LEARNING is a big part of teaching…

…I already know this, but sometimes it’s really hard for me to feel stupid in front of my students. David Foster Wallace warned, in his powerful 2005 Kenyon College commencement speech, that if you “Worship your intellect, being seen as smart — you will end up feeling stupid, a fraud, always on the verge of being found out.”

This is my first year teaching grade 6 science. It’s a new curriculum, these are advanced students, and I haven’t taken a science class since college astronomy in 2005. So it’s been a fun challenge getting to know the students’ textbook and attempting to answer their numerous questions. I’m all for encouraging inquisitiveness, but when I have to say “I have no idea!” to question after question, I start feeling completely unqualified for my job. Each time I don’t know the answer to a question I have a decision to make. I can be humble and vulnerable and show my students my own weaknesses by saying, “Wow! Great question! I don’t know. Let me look that up for you and get back to you.” I can make something up. (Just kidding; I don’t do that, but sometimes I want to.) Or I can tell them to stop asking me questions (i.e. write down your question and I’ll answer it later!). I remember talking about this with Kelly Mack and Julianne Foxworthy last year — that we as teachers have the responsibility to be experts in what we’re teaching, but also to be humble enough to show our imperfections to our students. Kids need to know that we don’t know everything and that we’re learning too. There’s a limit, however, to how much of my ignorance that I want my students to see. At some point, won’t I lose all validity?

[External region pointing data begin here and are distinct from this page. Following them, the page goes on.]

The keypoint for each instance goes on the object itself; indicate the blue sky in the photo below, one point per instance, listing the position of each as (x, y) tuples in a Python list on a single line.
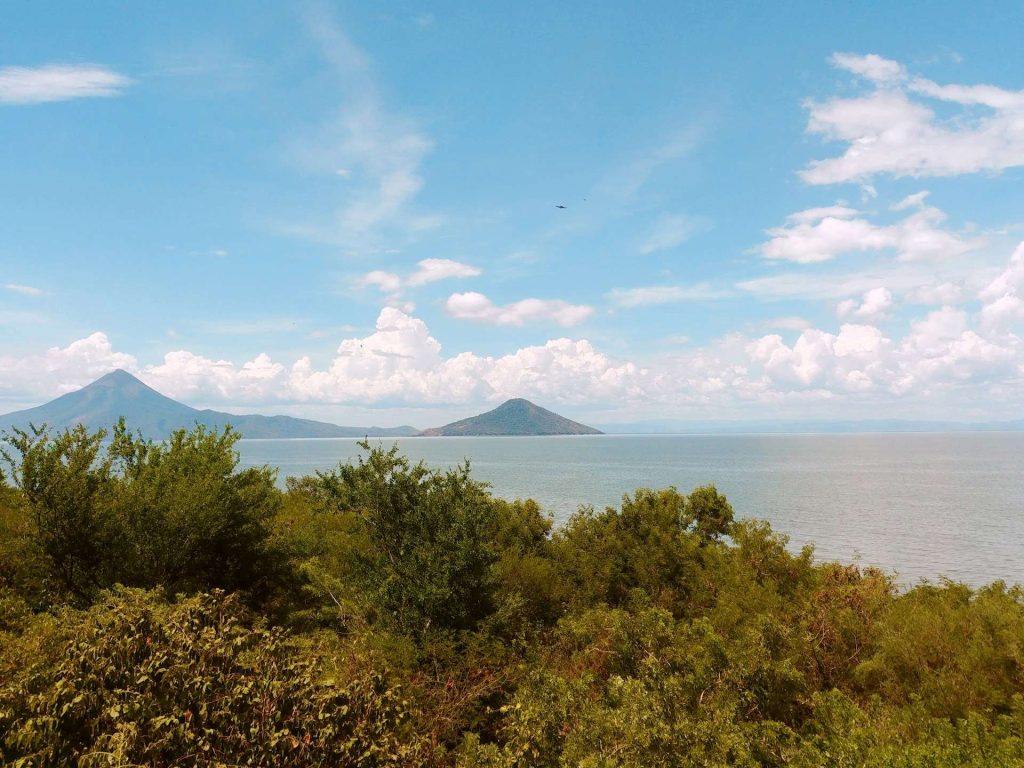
[(348, 211)]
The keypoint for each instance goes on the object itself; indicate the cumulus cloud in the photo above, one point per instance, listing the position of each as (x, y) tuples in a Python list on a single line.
[(476, 306), (893, 130), (1004, 297), (401, 361), (823, 233), (873, 306), (33, 85), (61, 370), (974, 353), (652, 295)]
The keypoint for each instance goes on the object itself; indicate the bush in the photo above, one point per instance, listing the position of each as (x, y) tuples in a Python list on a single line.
[(176, 515), (143, 682)]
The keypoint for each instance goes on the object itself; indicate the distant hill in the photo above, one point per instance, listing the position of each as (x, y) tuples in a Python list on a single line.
[(100, 403), (516, 417)]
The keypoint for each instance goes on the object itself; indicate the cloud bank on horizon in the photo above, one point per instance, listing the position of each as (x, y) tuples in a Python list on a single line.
[(883, 290)]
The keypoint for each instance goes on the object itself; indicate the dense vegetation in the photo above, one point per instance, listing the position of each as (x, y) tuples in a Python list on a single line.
[(159, 606)]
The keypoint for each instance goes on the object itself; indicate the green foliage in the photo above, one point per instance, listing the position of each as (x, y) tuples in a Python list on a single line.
[(176, 515), (145, 683), (429, 541), (430, 624)]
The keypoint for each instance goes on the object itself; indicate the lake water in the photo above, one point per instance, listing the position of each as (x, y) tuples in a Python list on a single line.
[(918, 505)]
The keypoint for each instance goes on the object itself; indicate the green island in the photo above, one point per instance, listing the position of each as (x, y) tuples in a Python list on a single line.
[(160, 606)]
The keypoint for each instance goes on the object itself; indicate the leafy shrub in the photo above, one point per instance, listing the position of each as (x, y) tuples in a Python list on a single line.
[(147, 683)]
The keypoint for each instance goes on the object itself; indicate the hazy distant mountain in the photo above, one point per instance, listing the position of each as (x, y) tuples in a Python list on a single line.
[(516, 417), (807, 427), (119, 393)]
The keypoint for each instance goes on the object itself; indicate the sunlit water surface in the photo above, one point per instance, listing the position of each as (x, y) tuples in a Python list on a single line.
[(922, 506)]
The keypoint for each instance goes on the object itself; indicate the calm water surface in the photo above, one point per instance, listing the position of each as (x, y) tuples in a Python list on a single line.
[(918, 505)]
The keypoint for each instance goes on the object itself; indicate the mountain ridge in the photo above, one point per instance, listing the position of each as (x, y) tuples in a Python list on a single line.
[(118, 393), (512, 418)]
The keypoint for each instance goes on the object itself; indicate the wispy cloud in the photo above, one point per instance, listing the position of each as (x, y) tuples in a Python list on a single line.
[(375, 154), (34, 85), (428, 270), (24, 290), (822, 233), (653, 295), (668, 232), (476, 306), (894, 130)]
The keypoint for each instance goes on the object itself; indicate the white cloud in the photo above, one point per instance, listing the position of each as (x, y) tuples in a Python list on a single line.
[(955, 357), (1004, 297), (668, 232), (428, 270), (376, 154), (946, 293), (653, 295), (873, 306), (791, 323), (871, 67), (892, 130), (476, 306), (24, 290), (27, 85), (823, 233), (192, 377), (61, 370), (911, 201)]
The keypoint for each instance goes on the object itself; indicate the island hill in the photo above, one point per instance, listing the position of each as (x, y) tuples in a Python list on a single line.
[(117, 394), (515, 417)]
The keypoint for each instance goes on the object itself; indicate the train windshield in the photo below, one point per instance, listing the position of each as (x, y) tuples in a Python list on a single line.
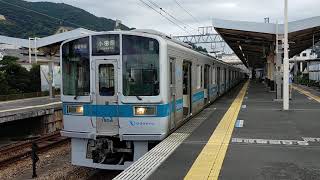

The discomfort of this has been amplified by having more than one teacher in the classroom. Another challenge that comes with co-teaching is that if you think feeling dumb in front of 32 kids is bad…try 32 kids plus four adults. I study up before starting a new chapter in the grade 6 science textbook, but it’s their questions about stuff not in the book that really throw me off. My co-teacher has been teaching science for several years and she has a degree in a science, so she’s simply more prepared than me to answer questions about the atmosphere of Jupiter, mitosis vs. meiosis, the intricacies of genetics, and whether the plants in our school garden are angiosperms or not. So I often direct their questions to her, and I am so thankful that I can, but it gets exhausting to constantly tell my students, who assume that I know the material I’m expected to teach, that I just simply don’t know the answers to their questions.

Recently a young chemist from England joined our staff, and to get a feel for the school before throwing him into a classroom of his own, he’s been observing other teachers. So one day a couple months ago he came into my class during grade 6 science, and he’s been coming every day since. It’s awesome having a chemist around while preparing a chemistry experiment for the science fair. But it’s also very intimidating. Most of the time, I just tell the kids to ask him why bromine can tell us if a soap is biodegradable, for example. Other times, I get flustered while answering a question and wonder if he thinks I’m a complete idiot.

It turns out, I don’t think he thinks I’m a complete idiot, and I’ve been able to have him help out my class in very productive ways. I’ve realized that my expertise lies more in teaching, not the accumulation of facts. I need to continue to learn the science that I’m helping students learn, of course, but I need to cut myself a little slack and also recognize my strengths. No, I can’t remember from high school chem how to balance chemical equations, but it’ll come back to me with reading and practice. But I CAN plan a good lesson, and I can encourage my students to find the answers to their questions on their own. I will continue to add to my own knowledge, and I will continue trying to balance showing my ignorance to my students and hiding it from them for the sake of my expert power!

I cannot wait until next year. I will be so much more prepared! I’ll continue to learn from next year’s students, but maybe I won’t feel quite as stupid.

For other science teachers who need help remembering/relearning science stuff, I recommend:

Khan Academy (learn almost anything for free)

ptable.com (interactive periodic table of elements)

YouTube (just search any science term; someone has made a video!)